- Occupation: Businessmen

= Shashi and Ravi Ruia =

Indian businessmen

Shashi Ruia (23 December 1943 – 25 November 2024) and his younger brother Ravi Ruia (born April 1949), known together as the Ruia brothers, are Indian billionaires, and were the owners of Essar Group, founded in 1969.

In 2012, Forbes named the Ruia brothers as the world's richest Indians with a net worth of US$7 billion.

Shashi Ruia died on 25 November 2024 at the age of 80.

==Ravi Ruia==
Ravi Ruia was born in April 1949. He is a mechanical engineer by profession, with a degree from the College of Engineering, Guindy, Chennai.

He is married to Madhu, they have two children, and live in Mumbai, India.

===Career===
Ruia started his career at his family business and worked with Shashi Ruia, his elder brother. Essar Group is a multinational conglomerate and is active in the steel, oil and gas, power, communications, shipping, ports and logistics, projects and minerals industries. With operations in more than 20 countries across five continents, the group employs 75,000 people, with revenues of US$17 billion.

Having acquired the Stanlow refinery from Shell in 2011, the Essar Group continued a strategy of international diversification. In April 2013 Ravi Ruia was awarded the Outstanding Contribution to Sustainability award at The Asian Awards in London.

Essar Energy completed the transaction for the sale of Essar Oil to Rosneft and a consortium led by Trafigura & UCP at an enterprise valuation of US$12.9 billion. This transaction represents Russia's largest ever foreign investment, as well as India's largest Foreign Direct Investment. He was the 12th richest person living in the UK, as in the Sunday Times Rich List 2011. Ruia managed Essar's globalization plans, including new ventures in South East Asia, Africa, and the Middle East. He has received Business India Businessman of the Year Award 2010.

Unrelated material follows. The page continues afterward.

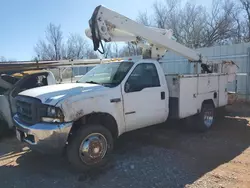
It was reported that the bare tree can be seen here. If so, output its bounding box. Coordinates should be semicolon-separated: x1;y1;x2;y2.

In December 2011, India's Central Bureau of Investigation commenced an investigation concerning Ruia for the sale of India's 2G spectrum, which was denied by the Essar Group. After a lengthy legal process, in December 2017, the Indian Courts acquitted Ruia of any impropriety in the case, holding that the prosecution had "miserably failed to prove any charge against any of the accused".

In the summer of 2023, Ravi Ruia purchased the London mansion Hanover Lodge from Russian businessman Andrey Goncharenko for £113 million.